Puede extenderse por todo el rostro, provocando enrojecimiento de la piel, granos de aspecto inflamado, sensación de ardor, irritación ocular e incluso deformación de la nariz.
Desgraciadamente, las fases inicial y media de la rosácea a menudo no se diagnostican en personas de 70 años o más, según los resultados publicados en una carta de investigación en la edición de agosto de 2025 de la revista Journal of the American Geriatrics Society.
En el estudio participaron 552 personas de Finlandia que respondieron a cuestionarios de salud y se sometieron a exámenes médicos, incluido un chequeo de la piel realizado por un dermatólogo.
Se descubrió que alrededor del 25 % de los participantes padecían rosácea, pero solo al 7 % se le había diagnosticado la afección.

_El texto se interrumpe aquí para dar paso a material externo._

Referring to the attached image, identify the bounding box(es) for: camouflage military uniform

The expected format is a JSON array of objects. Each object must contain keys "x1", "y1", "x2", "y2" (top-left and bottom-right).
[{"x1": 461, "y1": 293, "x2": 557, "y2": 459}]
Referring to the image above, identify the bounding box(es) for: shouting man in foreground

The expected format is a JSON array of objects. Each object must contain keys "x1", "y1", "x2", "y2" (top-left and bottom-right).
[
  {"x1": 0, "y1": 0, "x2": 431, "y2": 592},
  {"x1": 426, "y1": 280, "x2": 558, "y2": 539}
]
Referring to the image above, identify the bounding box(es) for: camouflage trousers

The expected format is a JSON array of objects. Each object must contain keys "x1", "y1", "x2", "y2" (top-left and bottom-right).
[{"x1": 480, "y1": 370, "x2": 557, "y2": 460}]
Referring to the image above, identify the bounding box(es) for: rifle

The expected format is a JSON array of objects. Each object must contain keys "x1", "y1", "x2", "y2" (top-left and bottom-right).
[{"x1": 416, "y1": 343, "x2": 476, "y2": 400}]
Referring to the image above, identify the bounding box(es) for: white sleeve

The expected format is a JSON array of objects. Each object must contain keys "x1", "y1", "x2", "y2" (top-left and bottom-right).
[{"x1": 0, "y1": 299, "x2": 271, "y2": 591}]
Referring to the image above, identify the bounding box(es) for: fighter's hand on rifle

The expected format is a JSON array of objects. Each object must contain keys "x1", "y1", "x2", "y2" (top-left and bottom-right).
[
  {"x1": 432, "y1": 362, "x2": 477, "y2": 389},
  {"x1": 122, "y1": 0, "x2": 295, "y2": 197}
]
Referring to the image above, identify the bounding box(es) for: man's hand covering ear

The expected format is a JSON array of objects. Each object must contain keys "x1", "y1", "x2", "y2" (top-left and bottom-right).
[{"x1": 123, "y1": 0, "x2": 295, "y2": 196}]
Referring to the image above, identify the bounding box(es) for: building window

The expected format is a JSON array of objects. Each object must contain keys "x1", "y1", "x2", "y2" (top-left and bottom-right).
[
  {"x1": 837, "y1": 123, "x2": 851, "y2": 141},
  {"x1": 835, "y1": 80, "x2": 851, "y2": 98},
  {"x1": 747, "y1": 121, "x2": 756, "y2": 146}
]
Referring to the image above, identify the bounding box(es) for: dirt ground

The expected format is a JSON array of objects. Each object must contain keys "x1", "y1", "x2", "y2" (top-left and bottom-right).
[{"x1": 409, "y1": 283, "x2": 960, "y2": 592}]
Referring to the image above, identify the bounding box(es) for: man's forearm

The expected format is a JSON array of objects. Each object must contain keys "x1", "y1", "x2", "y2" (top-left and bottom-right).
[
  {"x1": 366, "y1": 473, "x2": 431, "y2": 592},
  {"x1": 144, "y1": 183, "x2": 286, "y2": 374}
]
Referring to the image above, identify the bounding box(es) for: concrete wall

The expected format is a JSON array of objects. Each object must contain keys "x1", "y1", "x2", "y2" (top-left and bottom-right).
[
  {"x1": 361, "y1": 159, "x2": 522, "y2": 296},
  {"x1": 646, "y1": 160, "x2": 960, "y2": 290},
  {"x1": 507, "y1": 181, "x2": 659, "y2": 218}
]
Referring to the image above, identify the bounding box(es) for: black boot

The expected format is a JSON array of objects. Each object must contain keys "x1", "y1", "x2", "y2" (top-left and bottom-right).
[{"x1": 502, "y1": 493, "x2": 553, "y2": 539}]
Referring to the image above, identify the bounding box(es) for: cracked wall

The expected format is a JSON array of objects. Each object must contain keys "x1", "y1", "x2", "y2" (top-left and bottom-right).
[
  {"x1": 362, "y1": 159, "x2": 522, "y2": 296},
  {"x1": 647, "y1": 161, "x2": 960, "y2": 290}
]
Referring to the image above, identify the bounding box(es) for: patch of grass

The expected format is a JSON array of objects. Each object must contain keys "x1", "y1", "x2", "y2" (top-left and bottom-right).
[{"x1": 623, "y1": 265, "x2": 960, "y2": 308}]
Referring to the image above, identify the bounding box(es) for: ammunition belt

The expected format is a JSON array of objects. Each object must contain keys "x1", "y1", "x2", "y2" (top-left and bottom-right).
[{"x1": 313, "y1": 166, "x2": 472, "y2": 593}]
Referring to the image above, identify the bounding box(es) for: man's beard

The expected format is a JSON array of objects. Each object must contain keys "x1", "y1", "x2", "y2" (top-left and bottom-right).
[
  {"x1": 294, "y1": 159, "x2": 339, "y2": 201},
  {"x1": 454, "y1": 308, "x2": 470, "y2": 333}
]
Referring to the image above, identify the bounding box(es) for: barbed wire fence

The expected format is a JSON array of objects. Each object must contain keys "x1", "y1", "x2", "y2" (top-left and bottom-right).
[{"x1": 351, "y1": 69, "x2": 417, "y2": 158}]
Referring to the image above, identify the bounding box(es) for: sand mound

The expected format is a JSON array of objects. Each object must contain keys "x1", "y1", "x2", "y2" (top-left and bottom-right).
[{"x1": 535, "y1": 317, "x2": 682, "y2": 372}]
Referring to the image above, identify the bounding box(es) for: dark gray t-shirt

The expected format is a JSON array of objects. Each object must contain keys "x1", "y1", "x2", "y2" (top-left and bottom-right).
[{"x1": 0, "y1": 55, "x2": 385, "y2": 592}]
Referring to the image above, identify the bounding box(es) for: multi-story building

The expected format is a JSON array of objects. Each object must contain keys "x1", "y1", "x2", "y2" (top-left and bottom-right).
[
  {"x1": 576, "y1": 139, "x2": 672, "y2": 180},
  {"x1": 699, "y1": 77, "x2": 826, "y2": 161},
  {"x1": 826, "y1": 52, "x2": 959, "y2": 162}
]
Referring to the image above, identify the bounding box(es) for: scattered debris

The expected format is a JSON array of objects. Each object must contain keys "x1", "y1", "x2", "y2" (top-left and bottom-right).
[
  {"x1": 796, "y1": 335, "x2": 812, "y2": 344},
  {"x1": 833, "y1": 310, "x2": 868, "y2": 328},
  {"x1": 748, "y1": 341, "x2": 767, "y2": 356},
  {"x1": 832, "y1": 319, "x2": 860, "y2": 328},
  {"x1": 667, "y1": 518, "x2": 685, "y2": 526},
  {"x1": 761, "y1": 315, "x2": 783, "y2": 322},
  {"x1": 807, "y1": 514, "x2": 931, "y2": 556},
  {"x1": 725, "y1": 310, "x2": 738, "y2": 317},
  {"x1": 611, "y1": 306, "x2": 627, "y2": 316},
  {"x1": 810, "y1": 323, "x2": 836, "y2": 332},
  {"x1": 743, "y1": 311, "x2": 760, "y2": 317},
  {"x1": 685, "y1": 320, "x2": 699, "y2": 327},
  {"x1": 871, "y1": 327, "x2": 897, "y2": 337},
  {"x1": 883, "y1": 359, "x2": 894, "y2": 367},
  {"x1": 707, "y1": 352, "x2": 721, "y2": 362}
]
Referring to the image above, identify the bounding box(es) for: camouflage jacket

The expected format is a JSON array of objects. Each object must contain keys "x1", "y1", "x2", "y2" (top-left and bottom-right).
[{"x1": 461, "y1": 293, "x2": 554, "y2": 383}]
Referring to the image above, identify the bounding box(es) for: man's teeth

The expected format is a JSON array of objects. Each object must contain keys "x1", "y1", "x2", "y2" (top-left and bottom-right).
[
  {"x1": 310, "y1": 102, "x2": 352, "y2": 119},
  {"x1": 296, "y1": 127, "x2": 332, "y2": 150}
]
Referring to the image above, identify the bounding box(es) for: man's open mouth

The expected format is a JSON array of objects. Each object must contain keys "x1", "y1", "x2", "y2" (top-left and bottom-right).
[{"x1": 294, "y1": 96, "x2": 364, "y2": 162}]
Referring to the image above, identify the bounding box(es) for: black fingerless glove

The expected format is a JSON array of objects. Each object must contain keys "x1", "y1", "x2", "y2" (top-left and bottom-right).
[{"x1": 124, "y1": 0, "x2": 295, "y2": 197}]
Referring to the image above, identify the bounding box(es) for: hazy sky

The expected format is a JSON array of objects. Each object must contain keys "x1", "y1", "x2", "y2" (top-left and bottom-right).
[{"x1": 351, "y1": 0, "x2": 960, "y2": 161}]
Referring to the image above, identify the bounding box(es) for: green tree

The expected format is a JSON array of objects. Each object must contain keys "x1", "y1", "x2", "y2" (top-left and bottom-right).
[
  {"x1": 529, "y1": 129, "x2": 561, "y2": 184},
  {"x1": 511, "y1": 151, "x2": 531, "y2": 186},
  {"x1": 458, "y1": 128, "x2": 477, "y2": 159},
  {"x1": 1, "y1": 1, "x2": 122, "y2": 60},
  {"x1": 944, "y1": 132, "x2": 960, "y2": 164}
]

Los autores especulan que la falta de diagnóstico podría deberse a que los médicos generales están muy ocupados y tienen un conocimiento limitado de la rosácea, o a la vergüenza o la falta de voluntad de los pacientes para buscar tratamiento.
Si sospecha que padece rosácea, hable con su médico de cabecera al respecto o visite a un dermatólogo.
Existen numerosas estrategias de estilo de vida y tratamientos (como los medicamentos tópicos) que pueden reducir los síntomas de la rosácea y mejorar la calidad de vida.